Bosch told CBS anchor Scott Pelley that he personally delivered banned substances including testosterone, insulin-like growth factor 1, and human growth hormone to Alex Rodriguez at least a dozen times and the baseball star paid him $12,000 a month in cash. Bosch added that A-Rod asked him for what he gave MLB superstar Manny Ramirez, a former Bosch client. Bosch also claimed that the associates of Alex Rodriguez tried to intimidate him for preventing him from helping with the MLB investigation into the player. Manfred told Pelley during the interview that he believes the threats Bosch said he received could be legitimate. He added the concerns seemed credible, particularly given that he identified individuals that we had our own concerns about, said Manfred.  Bosch also showed text messages between A-Rod and himself that demonstrated that the two at times were in contact daily.

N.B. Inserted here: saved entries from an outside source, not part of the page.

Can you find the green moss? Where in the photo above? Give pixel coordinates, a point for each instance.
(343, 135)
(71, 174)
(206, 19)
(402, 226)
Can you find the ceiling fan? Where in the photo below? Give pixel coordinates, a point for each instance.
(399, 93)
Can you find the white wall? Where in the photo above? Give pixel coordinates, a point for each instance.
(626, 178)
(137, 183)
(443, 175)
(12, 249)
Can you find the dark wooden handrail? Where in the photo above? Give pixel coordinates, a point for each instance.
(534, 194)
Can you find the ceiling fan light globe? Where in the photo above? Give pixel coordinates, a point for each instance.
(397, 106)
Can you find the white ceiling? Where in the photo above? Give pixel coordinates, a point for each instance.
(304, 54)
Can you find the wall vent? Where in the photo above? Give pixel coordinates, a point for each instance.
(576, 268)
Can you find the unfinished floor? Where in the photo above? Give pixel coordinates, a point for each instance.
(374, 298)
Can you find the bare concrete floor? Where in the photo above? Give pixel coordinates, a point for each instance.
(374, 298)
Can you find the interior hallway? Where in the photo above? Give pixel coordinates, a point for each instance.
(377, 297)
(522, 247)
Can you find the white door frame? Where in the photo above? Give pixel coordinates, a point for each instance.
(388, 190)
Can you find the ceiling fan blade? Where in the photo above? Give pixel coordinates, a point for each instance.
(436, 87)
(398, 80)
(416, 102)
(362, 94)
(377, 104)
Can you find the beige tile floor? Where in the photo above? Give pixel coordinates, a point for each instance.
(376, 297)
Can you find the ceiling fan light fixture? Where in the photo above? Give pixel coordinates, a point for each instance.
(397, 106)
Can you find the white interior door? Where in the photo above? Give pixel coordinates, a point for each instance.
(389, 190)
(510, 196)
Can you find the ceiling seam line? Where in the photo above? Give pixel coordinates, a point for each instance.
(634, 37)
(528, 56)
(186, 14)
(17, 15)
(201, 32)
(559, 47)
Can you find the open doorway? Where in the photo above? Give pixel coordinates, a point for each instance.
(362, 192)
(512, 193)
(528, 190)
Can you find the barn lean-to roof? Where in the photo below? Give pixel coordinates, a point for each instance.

MLB’s COO Rob Manfred and MLB dropped a lawsuit against Bosch and they are now paying for security guards for Bosch. They have agreed to cover his legal fees in return for his cooperation.

The 38-year-old Rodriguez issued a statement that said he had been clear that he did not use performance enhancing substances as alleged in the notice of discipline, or violate the Basic Agreement or the Joint Drug Agreement in any manner, and in order to prove it he will take this fight to federal court.